Barack Obama, like his predecessors, has supported Egyptian President Hosni Mubarak to the tune of $1.3 billion annually, mostly in military aid. In return, Egypt minds U.S. interests in the Middle East, notably providing a buffer between Israel and the rest of the Arab world. Egypt collaborates with Israel to isolate Gaza with a punishing blockade, to the consternation of Arabs throughout the Middle East. The United States could not have fought its wars in Iraq without Egypt’s logistical support.
Now with a revolution against Mubarak by two million Egyptians, all bets are off about who will replace him and whether the successor government will be friendly to the United States.

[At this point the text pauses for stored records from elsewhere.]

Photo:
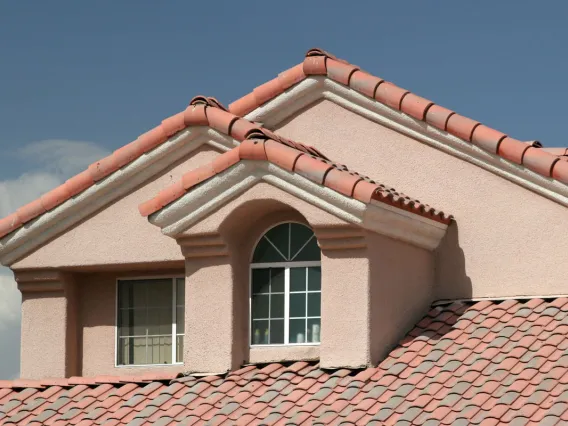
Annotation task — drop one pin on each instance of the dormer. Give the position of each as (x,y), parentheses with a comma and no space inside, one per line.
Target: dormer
(256,244)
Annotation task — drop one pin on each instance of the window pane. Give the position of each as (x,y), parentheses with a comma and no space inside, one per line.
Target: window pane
(297,331)
(264,253)
(180,320)
(297,279)
(132,322)
(314,304)
(159,321)
(259,333)
(300,235)
(180,291)
(277,306)
(260,281)
(298,305)
(314,329)
(260,306)
(277,280)
(179,348)
(132,350)
(280,237)
(311,252)
(160,349)
(314,278)
(144,321)
(276,331)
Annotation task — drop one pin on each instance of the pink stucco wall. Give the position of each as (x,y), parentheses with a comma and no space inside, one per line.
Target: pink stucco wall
(507,240)
(118,234)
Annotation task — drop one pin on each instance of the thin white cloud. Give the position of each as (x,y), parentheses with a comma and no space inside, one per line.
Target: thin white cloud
(51,163)
(61,157)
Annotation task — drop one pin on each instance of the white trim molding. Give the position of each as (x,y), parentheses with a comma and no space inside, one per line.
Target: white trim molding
(315,88)
(214,193)
(115,186)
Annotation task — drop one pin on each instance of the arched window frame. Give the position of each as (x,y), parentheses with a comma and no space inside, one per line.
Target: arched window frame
(287,266)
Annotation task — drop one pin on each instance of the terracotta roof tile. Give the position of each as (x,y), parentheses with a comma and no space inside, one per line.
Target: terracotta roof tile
(500,384)
(320,62)
(263,145)
(204,111)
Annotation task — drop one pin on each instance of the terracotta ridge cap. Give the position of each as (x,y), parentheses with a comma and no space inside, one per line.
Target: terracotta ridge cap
(295,158)
(318,62)
(207,100)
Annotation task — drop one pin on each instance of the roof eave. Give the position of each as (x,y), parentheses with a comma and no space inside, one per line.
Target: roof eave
(375,216)
(314,88)
(48,225)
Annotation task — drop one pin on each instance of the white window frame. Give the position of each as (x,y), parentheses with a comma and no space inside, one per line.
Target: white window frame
(287,266)
(174,319)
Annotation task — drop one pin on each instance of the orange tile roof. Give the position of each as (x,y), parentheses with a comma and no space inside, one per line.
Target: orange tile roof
(263,145)
(319,62)
(316,62)
(202,111)
(483,363)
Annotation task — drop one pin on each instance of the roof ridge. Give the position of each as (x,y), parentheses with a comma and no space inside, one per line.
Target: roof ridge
(292,157)
(319,62)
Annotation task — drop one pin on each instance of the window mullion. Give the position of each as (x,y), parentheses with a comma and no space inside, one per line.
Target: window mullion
(269,304)
(174,321)
(286,304)
(306,319)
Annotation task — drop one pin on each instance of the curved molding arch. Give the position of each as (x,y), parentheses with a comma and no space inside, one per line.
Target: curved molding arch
(193,212)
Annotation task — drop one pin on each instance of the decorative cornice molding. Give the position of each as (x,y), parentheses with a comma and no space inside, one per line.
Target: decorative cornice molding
(41,280)
(51,224)
(210,245)
(346,237)
(313,89)
(378,217)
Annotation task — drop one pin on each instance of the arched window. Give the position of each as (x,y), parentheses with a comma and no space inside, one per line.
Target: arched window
(286,287)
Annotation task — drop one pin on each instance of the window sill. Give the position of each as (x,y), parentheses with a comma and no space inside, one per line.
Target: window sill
(278,353)
(177,364)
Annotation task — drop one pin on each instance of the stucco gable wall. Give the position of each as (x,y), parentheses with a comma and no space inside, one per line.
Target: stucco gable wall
(507,241)
(118,234)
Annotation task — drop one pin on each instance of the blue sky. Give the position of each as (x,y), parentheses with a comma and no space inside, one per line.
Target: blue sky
(80,79)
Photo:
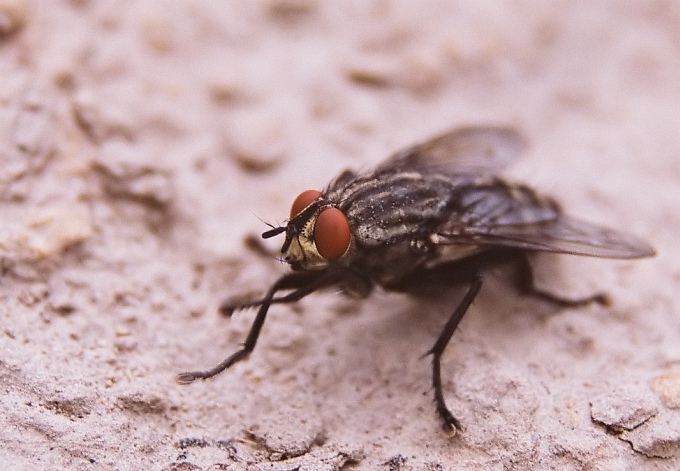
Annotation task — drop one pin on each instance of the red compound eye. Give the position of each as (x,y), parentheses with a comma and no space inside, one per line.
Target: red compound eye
(303,200)
(331,234)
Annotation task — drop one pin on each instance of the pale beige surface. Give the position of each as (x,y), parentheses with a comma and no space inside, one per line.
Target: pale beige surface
(142,141)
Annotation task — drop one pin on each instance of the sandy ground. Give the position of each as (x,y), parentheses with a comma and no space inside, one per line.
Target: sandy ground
(144,141)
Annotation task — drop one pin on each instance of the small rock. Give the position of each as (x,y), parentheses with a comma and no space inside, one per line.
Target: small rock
(658,438)
(625,408)
(667,387)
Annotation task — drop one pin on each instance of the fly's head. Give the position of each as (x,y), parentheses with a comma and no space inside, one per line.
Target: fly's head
(317,233)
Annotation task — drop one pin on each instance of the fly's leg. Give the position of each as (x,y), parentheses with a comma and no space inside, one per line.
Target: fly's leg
(302,283)
(525,285)
(296,281)
(450,422)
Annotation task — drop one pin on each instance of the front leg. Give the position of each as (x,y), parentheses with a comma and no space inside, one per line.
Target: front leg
(302,284)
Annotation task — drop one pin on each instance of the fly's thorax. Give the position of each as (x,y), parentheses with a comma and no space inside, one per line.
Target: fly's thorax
(317,234)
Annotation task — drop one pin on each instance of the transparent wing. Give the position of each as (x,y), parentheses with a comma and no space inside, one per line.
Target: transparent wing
(477,150)
(514,216)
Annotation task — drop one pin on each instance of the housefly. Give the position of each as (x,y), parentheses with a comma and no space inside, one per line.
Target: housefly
(432,216)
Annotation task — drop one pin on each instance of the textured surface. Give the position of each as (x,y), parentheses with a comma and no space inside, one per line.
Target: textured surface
(141,143)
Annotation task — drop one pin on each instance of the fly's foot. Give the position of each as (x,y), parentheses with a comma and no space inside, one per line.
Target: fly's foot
(449,422)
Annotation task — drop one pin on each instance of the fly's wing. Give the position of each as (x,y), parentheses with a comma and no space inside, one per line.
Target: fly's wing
(515,217)
(476,150)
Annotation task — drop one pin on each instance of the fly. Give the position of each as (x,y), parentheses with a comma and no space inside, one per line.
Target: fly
(432,216)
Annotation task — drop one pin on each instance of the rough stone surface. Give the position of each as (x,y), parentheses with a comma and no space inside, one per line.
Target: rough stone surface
(143,142)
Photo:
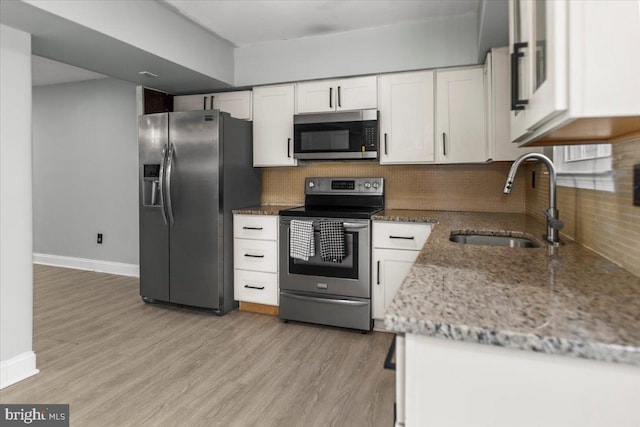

Mubarak’s “whole system is corrupt,” said Hesham Korayem, an Egyptian who taught at City University of New York and provides frequent commentary on Egyptian and Saudi television. He told me there is virtually no middle class in Egypt, only the extremely rich (about 20 to 25 percent of the population) and the extremely poor (75 percent). The parliament has no input into what Mubarak does with the money the United States gives him, $300 million of which comes to the dictator in cash each year.
Torture is commonplace in Egypt, according to Korayem. Indeed, Omar Suleiman, Egypt’s intelligence chief whom Mubarak just named Vice-President, was the lynchpin for Egyptian torture when the CIA sent prisoners to Egypt in its extraordinary rendition program. Stephen Grey noted in Ghost Plane, “[I]n secret, men like Omar Suleiman, the country’s most powerful spy and secret politician, did our work, the sort of work that Western countries have no appetite to do ourselves.”